1372
Characteristic Change of GeO2/Ge Interface by Hf-Post Metallization Annealing

Monday, 14 May 2018: 14:00
Room 307 (Washington State Convention Center)
H. Fujiwara, Y. Iwazaki, and T. Ueno (Faculty of Technology, Tokyo Univ. of Agri. and Tech.)
Si has been widely used as primary semiconductor materials for electronic device fabrication. Due to the limitation of its electrical properties such as electron and hole mobilities, however, Ge would be one of the candidates for future electronic device materials because of its higher mobilities of both carieers. In addition, since Ge is the same Group IV semiconductor as Si, and physical as well as chemical properties are very similar, it can be considered that the manufacturing process of Si semiconductor devices can be followed, and the introduction cost can be suppressed. However, since GeO2 which composed of Ge-O chemical bonds is known to have water solubility and it reacts with Ge substrates at high temperature, it is well known that GeO desorption occurs at GeO2/Ge interface during higher temperature annealing process as well as during oxidation process itself, which causes deterioration of device characteristics. In this research, we attempted to improve interface characteristics by depositing Hf on the GeO2/Ge structure and applying heat treatment (PMA: Post Metallization Annealing).

P-type and n-type Ge (100) substrates were cleaned with acetone and ethanol, and native oxide films were removed with dilute-HF dip. GeO2/Ge structure with film thickness of about 20 nm was prepared by thermal oxidation at 500 °C for 30 minutes. A thin metal Hf film was deposited by the sputtering method, and heat treatment was performed at 300 °C for 20 minutes. As the electrode for electrical characteristics measurements, Al films were deposited by vapor deposition, and the interface characteristics and insulating property was evaluated by C-V, TDS and I-V measurement.

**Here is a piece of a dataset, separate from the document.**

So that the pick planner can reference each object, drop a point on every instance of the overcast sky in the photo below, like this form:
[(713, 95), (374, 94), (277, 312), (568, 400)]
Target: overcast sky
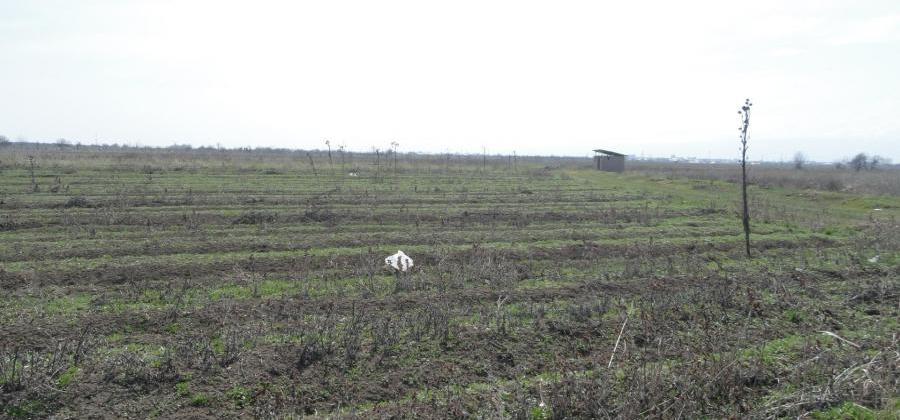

From C-V characteristics of GeO2 on both n-type and p-type Ge substrates with the measurement frequency of 1MHz, the injection type hysteresis, which means the existence of hole trap site in the GeO2 films adjacent to the GeO2/Ge interface, was observed in samples without PMA. By applying Hf-PMA, the hysteresis width has been drastically decreased. For C-V characteristics with changing the frequency of small AC signal during the measurements, on the other hand, less frequency dispersion can be seen from GeO2/n-Ge structure than that from GeO2/p-Ge samples. The difference of the calculated values of Dit distribution between GeO2/n-Ge and GeO2/p-Ge would be mainly due to the asymmetry of the Dit distribution in the bandgap of Ge, which is caused by the GeO desorption during the thermal oxidation at the GeO2/Ge interface. In fact, it is clearly shown that the decrease ratio in Dit value by the PMA process are almost the same between GeO2/n-Ge and GeO2/p-Ge.

From the TDS measurement, GeO desorption starts below 500 °C in samples without PMA, whereas two steps desorption can been seen in that with PMA. Especially, the desorption with higher temperature range start above 600 °C This indicates that it took more energy to release GeO, a slight amount of Hf buried the GeO2 film desorpted GeO by Hf-PMA and the bonding of Ge-O became stronger.

From the I-V measurement, we found that the leakage current was reduced and insulating property was improved by applying PMA. The insulating characteristics are more improved at positive bias for p-type and negative bias for n-type. This cause the band barrier of Metal/Oxide was more strengthened, the electron and the hole could not exceed the band barrier. Strengthening the Ge-O bond by applying PMA, the band barrier is also strengthened, and we consider that the leakage current is reduced.

It was confirmed that Hf-PMA is effective for both types of Ge substrate as a solution to reduce the Dit values due to the GeO desorption during the oxidation process at the GeO2/Ge interface. For further thinning in the future, it is necessary to optimize the deposition amount of Hf and the PMA temperature and time.